A year later, the master layout plan was greenlit after the company satisfied all compliance guidelines in the New Guidelines on Hillslope Development 2010, with the agreement from the City Hall’s panel overlooking development on environmentally sensitive areas called the JKKAS, it claimed further.
“The developer has invested a substantial amount of time and money since 2004 till 2022. 18 years have been spent working on the design and development of this private land,” it said.
“Extensive studies have been done taking into account all stakeholders’ views and interests, including giving up 32.13 acres of private land and giving back to the community with a recreational public park. The developer has complied with the stringent requirements of DBKL on this development,” it added.
Last week, Malay Mail reported Setiawangsa and Wangsa Maju residents’ opposition against the planned development along the foothill of Bukit Dinding, in a fight that has again cast the spotlight on the Kuala Lumpur City Hall’s (DBKL) vetting process.

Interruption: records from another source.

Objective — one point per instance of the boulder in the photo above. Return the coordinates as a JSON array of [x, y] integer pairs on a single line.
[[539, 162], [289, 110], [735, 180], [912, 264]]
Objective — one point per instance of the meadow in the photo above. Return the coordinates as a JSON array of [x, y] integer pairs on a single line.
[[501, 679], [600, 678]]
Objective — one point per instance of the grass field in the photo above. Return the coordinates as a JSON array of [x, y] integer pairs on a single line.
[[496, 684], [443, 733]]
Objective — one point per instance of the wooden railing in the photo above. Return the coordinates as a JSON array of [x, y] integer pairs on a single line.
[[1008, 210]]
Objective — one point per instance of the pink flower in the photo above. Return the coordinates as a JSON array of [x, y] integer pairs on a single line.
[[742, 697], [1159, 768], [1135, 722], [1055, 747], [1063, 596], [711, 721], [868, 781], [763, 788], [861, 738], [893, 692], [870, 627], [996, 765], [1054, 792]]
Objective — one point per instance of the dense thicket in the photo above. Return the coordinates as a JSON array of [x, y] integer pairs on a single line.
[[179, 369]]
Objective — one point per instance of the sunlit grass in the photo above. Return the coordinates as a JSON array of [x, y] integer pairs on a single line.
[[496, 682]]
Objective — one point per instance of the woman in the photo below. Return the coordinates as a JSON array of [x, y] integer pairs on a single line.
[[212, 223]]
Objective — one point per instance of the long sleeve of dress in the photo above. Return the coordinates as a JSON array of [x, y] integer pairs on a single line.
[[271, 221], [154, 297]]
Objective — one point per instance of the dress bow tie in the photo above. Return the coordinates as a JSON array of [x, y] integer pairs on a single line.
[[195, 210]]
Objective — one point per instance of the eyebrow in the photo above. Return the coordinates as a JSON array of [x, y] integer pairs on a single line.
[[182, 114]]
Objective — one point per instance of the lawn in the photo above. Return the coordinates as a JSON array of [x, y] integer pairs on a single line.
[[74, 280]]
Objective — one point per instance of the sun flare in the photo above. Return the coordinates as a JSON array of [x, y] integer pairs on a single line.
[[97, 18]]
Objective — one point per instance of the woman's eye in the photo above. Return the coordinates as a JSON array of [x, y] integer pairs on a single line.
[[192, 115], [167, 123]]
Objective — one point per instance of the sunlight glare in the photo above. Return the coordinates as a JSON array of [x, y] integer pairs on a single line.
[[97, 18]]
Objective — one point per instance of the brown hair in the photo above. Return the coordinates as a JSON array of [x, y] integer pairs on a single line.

Bukit Dinding, while just under 300 metres tall, is a popular spot for urban folks. But the lush hill — believed to be the tallest within city limits — is also known to be landslide-prone, according to homeowners whose homes dot the surrounding areas.
Since news about the development plan surfaced, hundreds of concerned residents have mounted a drive to pressure DBKL against allowing the project, worried that the development around the steep hill could worsen existing landslide problems.
Nova Pesona responded by stating that all natural slopes have ground water flowing, and that it had put in place the necessary measures to drain water from rain and prevent soil erosion.
“Bukit Dinding is a natural hill and as such ground water exists. To control ground water for cut slopes, horizontal drains are installed to release groundwater build up during very heavy rainfall. For filled slopes, subsoil drains are installed before filling to control and release additional ground water,” it said.
Malay Mail was told by residents that they remained unconvinced by Nova Pesona’s explanation and have demanded DBKL release the EIA and slope stability audit report so they can independently scrutinise.
But the developer suggested that most residents had already agreed to the project. In 2015, a public dialogue was said to have been held at the Setiawangsa DBKL branch office attended by officials from the City Hall and a residents association near Bukit Dinding.
It did not state which RA had attended.